Son tendre facteur de chance chaque jour lui chante cette tirade en lui déposant un petit baiser légèrement collant sur la joue.
« Tout doux le messager, le courrier d’abord » lui susurre-t-elle enjôleuse et confuse..
Car Josette, non contente de la voiture jaune et du préposé, revendique chaque matin, à corps et à cris du cœur, une lettre d’amour. Notre dame aime les mots doux, c’est une sentimentale. Alors Fred, avant de s’aventurer plus loin sous le frou-frou de sa belle, doit fouiller dans sa sacoche et en retirer une belle enveloppe, délicatement la décacheter sans abîmer le timbre, retirer la page parfumée, se racler la gorge et d’une voix mélodieuse en lire le contenu à sa dulcinée. Et le désir de la soupirante, aux caresses des mots, gonfle la poitrine et en accélère le mouvement telle la houle sur la mer.. Et Fred sait que lorsque les dernières paroles se seront envolées, il n’aura plus qu’à cueillir la fleur épanouie
« Mon tendre amour,
Enfin seul avec toi... Et pourtant si lointaine. Les bruits des machines se sont tus et je ferme les yeux. Intime et pénétrant silence. Tu es là, à portée de mains, petite fleur de lin dans sa corolle bleue. (Josette fond...) Ton parfum de belle plante souple et douce m’enivre. ( Josette se pâme...) Le temps amer comme un voleur s’esquive. Pour toi, mon exquise, mes doigts se feront papillon et butineront les merveilles de ton jardin. Comme un rayon de lune, comme un filet de miel, je me poserai ivre et léger sur ta peau de velours. Je serai à la fois poète et marin, jardinier et pianiste, danseur étoile bercé et transporté par les vagues de ton désir... » Josette est aux anges...
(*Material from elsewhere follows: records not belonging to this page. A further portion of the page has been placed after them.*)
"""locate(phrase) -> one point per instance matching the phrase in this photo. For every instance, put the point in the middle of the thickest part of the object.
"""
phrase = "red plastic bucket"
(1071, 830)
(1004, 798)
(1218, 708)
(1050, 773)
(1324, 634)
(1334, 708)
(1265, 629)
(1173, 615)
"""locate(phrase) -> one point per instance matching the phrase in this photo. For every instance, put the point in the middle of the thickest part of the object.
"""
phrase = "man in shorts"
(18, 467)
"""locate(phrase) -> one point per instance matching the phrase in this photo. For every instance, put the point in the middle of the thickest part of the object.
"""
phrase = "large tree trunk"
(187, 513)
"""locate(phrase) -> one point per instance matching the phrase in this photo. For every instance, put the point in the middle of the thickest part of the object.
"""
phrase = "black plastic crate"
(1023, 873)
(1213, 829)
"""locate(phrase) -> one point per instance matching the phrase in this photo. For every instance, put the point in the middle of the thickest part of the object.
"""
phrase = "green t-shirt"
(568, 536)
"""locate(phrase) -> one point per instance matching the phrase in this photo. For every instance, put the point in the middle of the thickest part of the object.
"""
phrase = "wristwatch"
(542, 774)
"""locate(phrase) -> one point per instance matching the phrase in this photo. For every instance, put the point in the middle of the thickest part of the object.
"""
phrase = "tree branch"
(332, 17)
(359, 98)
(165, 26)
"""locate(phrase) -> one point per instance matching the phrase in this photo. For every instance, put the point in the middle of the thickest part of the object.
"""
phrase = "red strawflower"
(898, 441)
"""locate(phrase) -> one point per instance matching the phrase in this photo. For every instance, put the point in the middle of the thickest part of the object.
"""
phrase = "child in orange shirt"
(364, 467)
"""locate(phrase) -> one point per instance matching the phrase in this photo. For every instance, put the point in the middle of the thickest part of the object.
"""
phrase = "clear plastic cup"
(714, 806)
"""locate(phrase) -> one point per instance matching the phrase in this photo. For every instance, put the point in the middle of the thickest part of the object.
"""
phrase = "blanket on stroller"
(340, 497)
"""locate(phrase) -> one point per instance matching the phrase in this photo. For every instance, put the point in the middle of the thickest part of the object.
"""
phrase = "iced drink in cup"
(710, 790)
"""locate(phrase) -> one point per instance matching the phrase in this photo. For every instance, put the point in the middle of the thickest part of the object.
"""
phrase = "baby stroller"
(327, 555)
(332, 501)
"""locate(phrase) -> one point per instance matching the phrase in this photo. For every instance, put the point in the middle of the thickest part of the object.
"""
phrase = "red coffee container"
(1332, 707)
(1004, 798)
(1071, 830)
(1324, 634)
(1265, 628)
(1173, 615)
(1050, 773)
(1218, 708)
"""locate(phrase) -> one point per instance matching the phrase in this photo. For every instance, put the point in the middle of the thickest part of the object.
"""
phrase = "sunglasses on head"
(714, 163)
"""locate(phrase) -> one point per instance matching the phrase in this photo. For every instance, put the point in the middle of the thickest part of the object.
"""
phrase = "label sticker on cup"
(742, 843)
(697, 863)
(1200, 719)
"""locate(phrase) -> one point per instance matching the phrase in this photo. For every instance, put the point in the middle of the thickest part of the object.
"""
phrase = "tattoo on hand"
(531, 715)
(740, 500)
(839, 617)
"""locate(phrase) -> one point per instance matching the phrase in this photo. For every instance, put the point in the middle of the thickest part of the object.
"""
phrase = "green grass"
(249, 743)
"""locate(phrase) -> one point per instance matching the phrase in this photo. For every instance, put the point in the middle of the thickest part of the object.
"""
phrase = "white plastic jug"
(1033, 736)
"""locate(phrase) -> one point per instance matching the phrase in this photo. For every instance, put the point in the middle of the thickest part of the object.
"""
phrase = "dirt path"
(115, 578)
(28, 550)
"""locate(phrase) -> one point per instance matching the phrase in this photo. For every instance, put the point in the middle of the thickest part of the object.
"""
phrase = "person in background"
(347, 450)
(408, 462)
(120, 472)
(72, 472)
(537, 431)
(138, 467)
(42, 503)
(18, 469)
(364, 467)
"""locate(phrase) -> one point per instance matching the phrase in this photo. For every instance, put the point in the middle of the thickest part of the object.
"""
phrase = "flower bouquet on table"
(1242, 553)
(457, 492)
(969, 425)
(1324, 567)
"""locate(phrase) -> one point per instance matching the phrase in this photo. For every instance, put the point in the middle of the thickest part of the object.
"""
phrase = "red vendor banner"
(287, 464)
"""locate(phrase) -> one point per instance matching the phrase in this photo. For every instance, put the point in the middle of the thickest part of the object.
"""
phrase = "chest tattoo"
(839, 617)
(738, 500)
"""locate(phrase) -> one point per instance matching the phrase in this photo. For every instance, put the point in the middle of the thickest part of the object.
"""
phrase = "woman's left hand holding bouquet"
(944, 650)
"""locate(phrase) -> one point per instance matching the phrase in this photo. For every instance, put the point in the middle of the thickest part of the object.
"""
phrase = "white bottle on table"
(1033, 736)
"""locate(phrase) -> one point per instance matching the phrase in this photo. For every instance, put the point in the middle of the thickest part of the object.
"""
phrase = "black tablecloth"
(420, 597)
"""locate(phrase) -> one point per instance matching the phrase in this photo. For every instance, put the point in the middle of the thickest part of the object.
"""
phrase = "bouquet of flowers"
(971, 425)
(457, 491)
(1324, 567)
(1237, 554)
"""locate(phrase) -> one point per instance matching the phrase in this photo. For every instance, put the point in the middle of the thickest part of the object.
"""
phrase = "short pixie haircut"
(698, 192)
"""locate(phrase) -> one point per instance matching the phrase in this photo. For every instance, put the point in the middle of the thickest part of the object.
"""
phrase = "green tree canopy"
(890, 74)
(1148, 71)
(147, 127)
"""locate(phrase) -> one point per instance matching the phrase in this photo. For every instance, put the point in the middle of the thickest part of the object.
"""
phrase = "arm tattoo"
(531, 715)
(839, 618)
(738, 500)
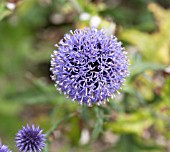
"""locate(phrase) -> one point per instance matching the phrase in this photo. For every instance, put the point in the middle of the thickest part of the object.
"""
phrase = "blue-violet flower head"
(4, 148)
(89, 66)
(30, 139)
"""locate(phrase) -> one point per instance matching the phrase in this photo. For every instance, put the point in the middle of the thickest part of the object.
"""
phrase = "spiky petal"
(89, 66)
(30, 139)
(4, 148)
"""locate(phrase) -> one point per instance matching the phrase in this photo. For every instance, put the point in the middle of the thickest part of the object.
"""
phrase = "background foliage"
(137, 120)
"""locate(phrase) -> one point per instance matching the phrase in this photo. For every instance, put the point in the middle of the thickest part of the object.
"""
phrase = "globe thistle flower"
(89, 66)
(4, 148)
(30, 139)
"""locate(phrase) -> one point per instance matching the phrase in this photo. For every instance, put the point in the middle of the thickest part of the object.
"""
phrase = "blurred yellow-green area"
(137, 120)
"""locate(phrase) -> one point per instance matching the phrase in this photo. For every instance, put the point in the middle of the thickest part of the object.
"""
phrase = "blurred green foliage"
(137, 120)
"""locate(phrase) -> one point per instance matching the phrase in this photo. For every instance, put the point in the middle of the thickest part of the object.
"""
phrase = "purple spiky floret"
(89, 66)
(30, 139)
(4, 148)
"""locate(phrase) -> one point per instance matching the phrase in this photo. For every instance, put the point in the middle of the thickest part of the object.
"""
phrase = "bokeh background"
(137, 120)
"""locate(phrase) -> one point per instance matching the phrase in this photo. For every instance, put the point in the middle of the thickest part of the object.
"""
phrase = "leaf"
(156, 46)
(141, 67)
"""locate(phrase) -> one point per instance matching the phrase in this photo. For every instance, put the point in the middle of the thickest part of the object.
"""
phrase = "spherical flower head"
(4, 148)
(30, 139)
(89, 66)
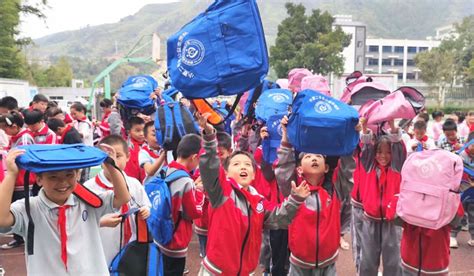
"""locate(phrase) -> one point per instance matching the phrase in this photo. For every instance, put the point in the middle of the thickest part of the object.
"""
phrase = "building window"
(387, 49)
(373, 61)
(398, 62)
(386, 62)
(398, 49)
(373, 48)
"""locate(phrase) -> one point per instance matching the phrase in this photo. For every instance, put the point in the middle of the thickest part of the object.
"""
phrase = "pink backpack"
(429, 192)
(295, 76)
(317, 83)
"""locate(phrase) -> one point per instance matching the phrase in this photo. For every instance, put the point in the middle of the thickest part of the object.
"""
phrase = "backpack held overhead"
(429, 192)
(322, 124)
(220, 52)
(160, 223)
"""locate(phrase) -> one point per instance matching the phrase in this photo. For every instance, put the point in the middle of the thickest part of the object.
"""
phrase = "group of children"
(231, 198)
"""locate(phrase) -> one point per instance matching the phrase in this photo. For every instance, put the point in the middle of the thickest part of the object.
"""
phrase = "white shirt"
(111, 236)
(84, 249)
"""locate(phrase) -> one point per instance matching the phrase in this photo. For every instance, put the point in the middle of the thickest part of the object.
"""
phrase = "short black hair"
(450, 124)
(190, 144)
(106, 103)
(436, 114)
(113, 140)
(224, 140)
(147, 127)
(32, 116)
(133, 121)
(79, 107)
(40, 98)
(54, 124)
(9, 103)
(420, 125)
(240, 152)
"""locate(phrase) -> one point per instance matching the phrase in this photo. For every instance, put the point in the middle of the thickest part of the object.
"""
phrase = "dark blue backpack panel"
(322, 124)
(220, 52)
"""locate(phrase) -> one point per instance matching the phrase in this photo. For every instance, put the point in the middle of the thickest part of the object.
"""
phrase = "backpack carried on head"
(134, 95)
(273, 102)
(272, 143)
(172, 122)
(160, 223)
(222, 51)
(429, 192)
(138, 257)
(321, 124)
(46, 158)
Elle n’a jamais bu paroles si belles, mots si pénétrants de ses aventures. Et pourtant, parmi les myriades de lettres d’amour rédigées par les ribambelles de facteurs qui ont ensoleillé les quarante plus belles années de sa vie, elle en a entendu des mots doux et des poèmes, des ritournelles et des rengaines mais jamais, oh grand jamais, elle n’a connu pareil enchantement. Un feu ardent brûle tout son corps, de la tête aux pieds, en prenant mille détours...
L’amoureux précédent, le grand Robert, pourtant fin lettré, n’avait jamais mouillé son encre aussi finement. Fernand, l’intermittent, l’avait en son temps éblouie et même éclaboussée des giclées de sa verve fiévreuse. Joseph, son petit laboureur, comme elle aimait le peindre et le nommer, malgré son étourdissante faconde, n’avait pas réussi à l’emmener au septième ciel de la poésie, même si, sous le drap, c’était un coup...de foudre.
Josette avait bien succombé, le temps d’un été humide, aux charmes de la langue savoureuse et raffinée d’Irène, comme à des fruits défendus, mais en ce matin de frimas, où la plaine semble dormir dans son long manteau blanc, notre galante est une fois de plus conquise par la bouche émouvante, rouge et tendre, comme une fraise des bois, de ce jeune lettré à l’enveloppe massive. Et tous les soirs, elle supplie le ciel pour que son chevalier conserve longtemps sa tournée, jusque dans les plis secrets de sa peau frémissante, pour que sa prose enchantée ensoleille chacun des jours de la longue vie que Dieu lui accorde, ravie pécheresse.